The Calvin Plant has a 2.5 million-gallon storage tank, so the expansion would be built with the latest earthquake standards as compared to older buildings. This is crucial, as Kentucky sits on a fault line.
OMU will also upgrade and add new equipment as part of the expansion.
Residential rate increases will begin October 1, 2018. Step 1 will increase the rate $2.97/month, while Step 2 will take place in June 2019 and will raise the rate $2.12/month.
Construction on the Calvin Plant is expected to begin in late fall of 2018. OMU needs a two-year window to complete construction and plans on being finished by late 2020. The new plant is estimated to be running by early 2021.
OMU bar graphs showed their revenue doesn’t currently match what’s needed to expand the Calvin plant.
Frizzell explained that OMU is not funded by the city of Owensboro nor by the electric component.
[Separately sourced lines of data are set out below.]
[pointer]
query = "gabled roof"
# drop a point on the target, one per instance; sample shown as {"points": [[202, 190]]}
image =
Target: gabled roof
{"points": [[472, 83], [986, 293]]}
The rate increase is determined as “routine capital and maintenance” are needed to provide the city with safe drinking water.
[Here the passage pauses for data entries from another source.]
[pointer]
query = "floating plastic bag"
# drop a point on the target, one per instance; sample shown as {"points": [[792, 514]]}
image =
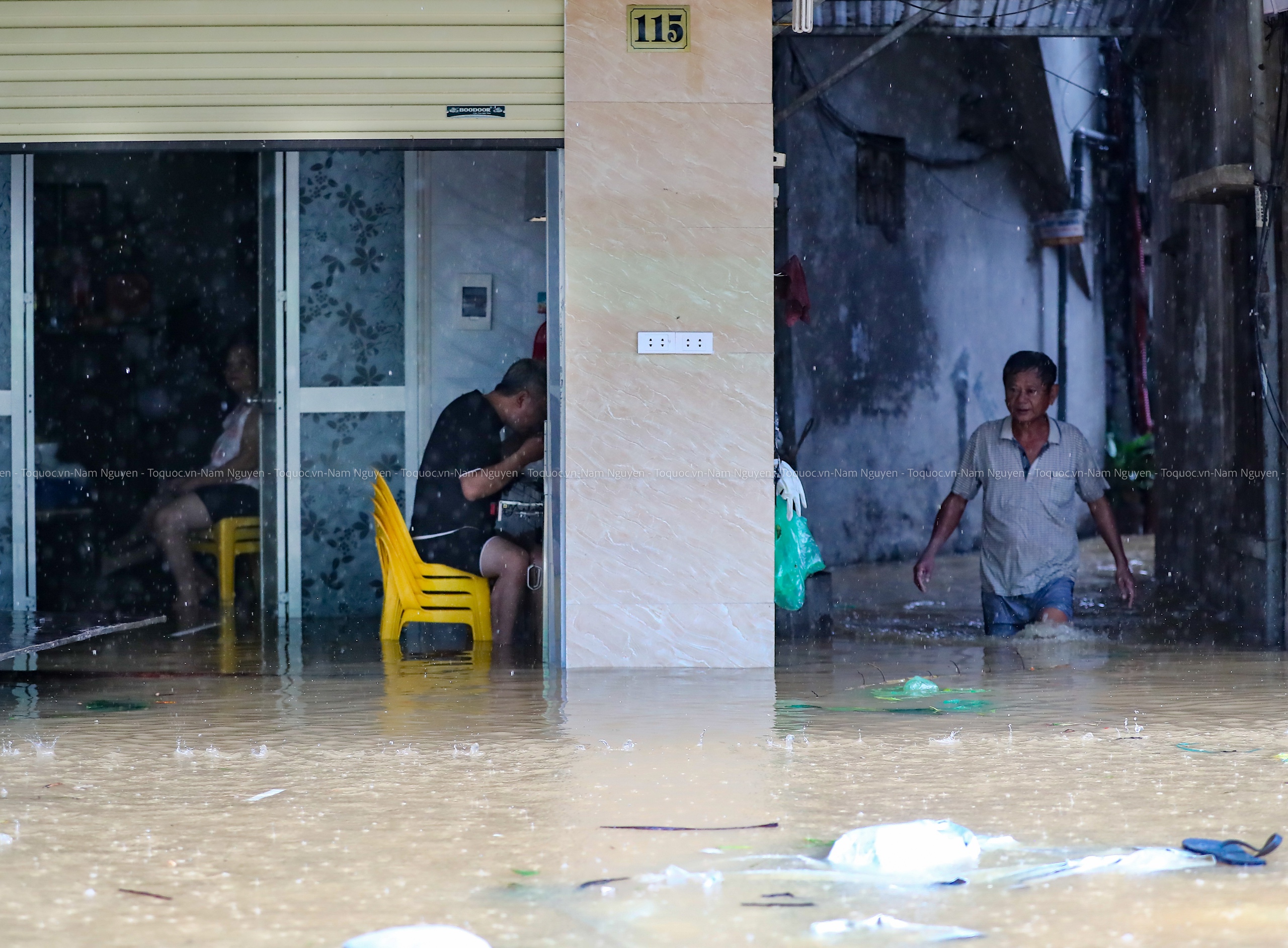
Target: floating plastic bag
{"points": [[674, 875], [419, 937], [796, 556], [887, 923], [934, 849]]}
He went on to say that water rates in Owensboro are lower than almost every other region in the area and the plant expansion would also affect the highest-risk areas in Owensboro and allow more flexibility for testing water quality.
Beyond the customer rate increase, an ordinance was authorized for bonds in the principal amount of $69 million for the purpose of refunding certain outstanding obligations payable from the revenues of the municipal waterworks.
Of the total proceeds of the bonds, it is currently anticipated that approximately 48.6 million will be used to finance improvements to the water production and distribution facility of OMU, while 12.8 million is going to be applied to the refunding of the outstanding series 2009 bond.